5. The method according to claim 2, wherein step d) includes analyzing query data for other user inputs from a same user and producing response data based on query data for a current user input and based on query data from previous user inputs from said same user.

6. The method according to claim 5, wherein said response data determined in step d) is also based on previous response data generated for said previous user inputs from said same user.
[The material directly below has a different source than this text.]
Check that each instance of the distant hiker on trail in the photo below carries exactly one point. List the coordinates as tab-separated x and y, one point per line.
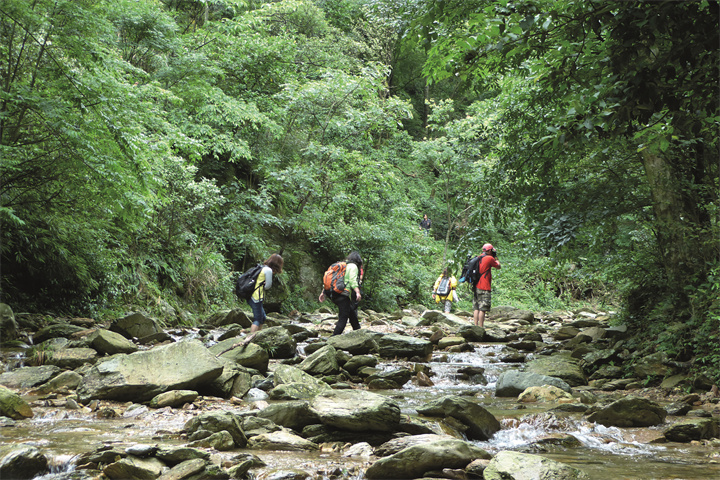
445	290
425	224
341	283
482	296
7. The method according to claim 3, wherein prior to step c), said user input is analyzed by a voice analysis module for indicators of a possible mental state of said user, said voice analysis module producing state data indicative of said possible mental state based on an analysis of said spoken audio.

8. The method according to claim 7, wherein step d) includes analyzing said state data with said query data to produce said response data.

9. The method according to claim 8, wherein for step e), at least one of said one or more pieces of spoken audio is related to said possible mental state.

10. The system according to claim 1, wherein said system executes a method for providing responses to user queries, the method comprising:

a) receiving user input;

b) analyzing user input using a trained AI-based NLP based model to determine a user query in said user input;

c) producing query data relating to said user query based on results of step b);

d) analyzing query data using a trained AI-based model to determine response data, said response data being suitable for said user query;

e) based on said response data, selecting one or more prerecorded pieces of spoken audio, at least one of said one or more pieces of spoken audio being related to said user query;

f) arranging and adjusting said one or more prerecorded pieces of spoken audio to result in an audio response that, when played, approximates regular human speech;

g) providing said audio response to said user such that said user hears said audio response.